De hecho, ni siquiera sería necesario estirar tras cada entrenamiento, sino que sería suficiente con realizar una sesión de estiramientos semanal. Los estiramientos post-ejercicio son uno de los métodos para aliviar las agujetas.

 

Estiramientos dinámicos: cómo estirar y calentar antes de correr


Como más de uno imaginará, los estiramientos estáticos se suelen llevar mejor cuando ya existe un calentamiento previo, pues estirar antes de haber realizado ningún tipo de ejercicio podría incluso lesionar el músculo. Por ello, si deseamos realizar este tipo de estiramientos, es aconsejable llevar a cabo previamente unos minutos de calentamiento (como un trote ligero durante 10-15 minutos) el día de la semana que elijamos para ello. Se trataría de estiramientos pasivos suaves en el rango de movimiento residual.

 

Otra alternativa es el uso de pesas y poleas si disponemos de las mismas, con el objetivo de aumentar nuestro rango de movimiento articular. Por ejemplo, enganchando una polea al tobillo y dejando que el peso levante toda la pierna; esto implicará que debamos contraer la musculatura isquiotibial para bajar el peso, lo cual nos hará ganar rango de movimiento y también fuerza.

 

En la otra cara de la moneda tenemos los denominados estiramientos dinámicos o activos, los cuales debemos realizar de forma lenta. En este caso sí se realizarán contracciones musculares, justo del músculo contrario al que se pretende estirar (en el caso de los isquiotibiales, el músculo antagonista es el cuádriceps). Para ello, sería aconsejable realizar ejercicios donde nos obliguemos a contraer el cuádriceps y aguantaremos unos segundos, lo cual conlleva cierta resistencia también por parte de los isquitibiales.

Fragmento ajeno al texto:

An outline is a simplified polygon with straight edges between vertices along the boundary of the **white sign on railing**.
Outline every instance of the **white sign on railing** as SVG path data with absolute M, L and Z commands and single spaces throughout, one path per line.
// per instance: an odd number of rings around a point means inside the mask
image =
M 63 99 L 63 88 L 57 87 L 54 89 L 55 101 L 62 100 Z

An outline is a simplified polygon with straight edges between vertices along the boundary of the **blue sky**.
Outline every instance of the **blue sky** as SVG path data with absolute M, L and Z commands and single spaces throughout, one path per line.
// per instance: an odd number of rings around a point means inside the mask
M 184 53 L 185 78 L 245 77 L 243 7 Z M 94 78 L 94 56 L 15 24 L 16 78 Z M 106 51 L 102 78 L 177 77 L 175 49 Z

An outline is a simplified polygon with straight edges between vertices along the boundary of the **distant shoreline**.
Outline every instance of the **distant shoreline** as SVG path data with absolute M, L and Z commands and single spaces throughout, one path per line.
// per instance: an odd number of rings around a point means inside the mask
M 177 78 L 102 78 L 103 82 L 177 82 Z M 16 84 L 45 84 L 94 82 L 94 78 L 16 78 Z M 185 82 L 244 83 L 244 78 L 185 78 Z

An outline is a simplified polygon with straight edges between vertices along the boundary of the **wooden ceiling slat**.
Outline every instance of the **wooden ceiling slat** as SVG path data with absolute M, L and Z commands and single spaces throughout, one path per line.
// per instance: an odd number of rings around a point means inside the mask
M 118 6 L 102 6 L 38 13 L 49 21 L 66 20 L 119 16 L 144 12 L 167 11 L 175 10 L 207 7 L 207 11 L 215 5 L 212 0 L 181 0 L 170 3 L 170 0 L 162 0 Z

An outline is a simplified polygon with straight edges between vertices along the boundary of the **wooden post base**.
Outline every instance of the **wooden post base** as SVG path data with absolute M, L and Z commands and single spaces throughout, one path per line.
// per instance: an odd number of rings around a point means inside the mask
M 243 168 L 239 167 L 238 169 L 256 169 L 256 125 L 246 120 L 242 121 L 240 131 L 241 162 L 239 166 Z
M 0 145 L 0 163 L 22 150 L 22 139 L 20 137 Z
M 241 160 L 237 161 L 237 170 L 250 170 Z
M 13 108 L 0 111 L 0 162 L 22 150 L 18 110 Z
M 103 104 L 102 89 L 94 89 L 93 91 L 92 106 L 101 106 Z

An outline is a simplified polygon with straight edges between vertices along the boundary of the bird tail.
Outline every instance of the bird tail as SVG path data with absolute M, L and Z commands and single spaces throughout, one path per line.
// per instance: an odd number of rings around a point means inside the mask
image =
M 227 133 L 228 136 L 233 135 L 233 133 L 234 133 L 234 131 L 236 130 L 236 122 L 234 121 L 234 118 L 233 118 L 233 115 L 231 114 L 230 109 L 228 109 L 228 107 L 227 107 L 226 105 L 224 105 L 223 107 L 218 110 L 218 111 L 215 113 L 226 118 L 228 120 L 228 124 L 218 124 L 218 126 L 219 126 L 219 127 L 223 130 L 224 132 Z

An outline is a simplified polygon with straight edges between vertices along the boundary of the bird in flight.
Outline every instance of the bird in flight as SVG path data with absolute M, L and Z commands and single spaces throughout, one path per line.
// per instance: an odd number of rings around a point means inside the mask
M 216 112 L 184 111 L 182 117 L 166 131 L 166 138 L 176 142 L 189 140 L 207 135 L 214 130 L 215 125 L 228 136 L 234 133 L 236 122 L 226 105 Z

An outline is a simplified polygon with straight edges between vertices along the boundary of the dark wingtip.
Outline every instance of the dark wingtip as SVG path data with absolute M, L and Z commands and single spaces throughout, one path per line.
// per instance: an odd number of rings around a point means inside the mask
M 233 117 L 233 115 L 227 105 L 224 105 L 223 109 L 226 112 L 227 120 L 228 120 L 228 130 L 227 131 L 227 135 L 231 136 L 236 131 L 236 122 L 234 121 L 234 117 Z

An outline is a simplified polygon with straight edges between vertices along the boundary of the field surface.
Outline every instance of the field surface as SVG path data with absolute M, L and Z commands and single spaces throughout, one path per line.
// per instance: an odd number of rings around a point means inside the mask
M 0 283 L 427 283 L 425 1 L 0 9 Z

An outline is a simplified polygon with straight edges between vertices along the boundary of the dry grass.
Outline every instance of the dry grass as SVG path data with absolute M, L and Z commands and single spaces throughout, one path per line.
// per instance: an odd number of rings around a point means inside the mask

Beneficios de los estiramientos dinámicos


Este tipo de estiramientos, los estiramientos dinámicos, tienen como beneficios preparar al músculo para la actividad deportiva aumentando su flujo sanguíneo (y por tanto mejorando su oxigenación), mejorando el rango de movimiento previo a la carrera, el rendimiento deportivo, la fuerza y la resistencia. Suele decirse que mejoran el rango de movimiento (y por tanto la flexibilidad), pero algunos estudios como el publicado en Physical Therapy in Sport en 2011 sugiere que no existe mejora alguna en la flexibilidad por el uso de este tipo de estiramientos.

 

En la parte final de los estiramientos, también tenemos la opción de usar accesorios como un foam-roller o rodillo de automasaje, el cual nos ayudará a relajar la musculatura antes de cerrar la sesión. Ya hemos hablado en varias ocasiones de lo versátil que nos puede llegar a resultar uno de estos rodillos de espuma, tanto para estirar, como para acelerar el flujo sanguíneo y la recuperación tras sesiones de entrenamiento intensas y días de descanso activo.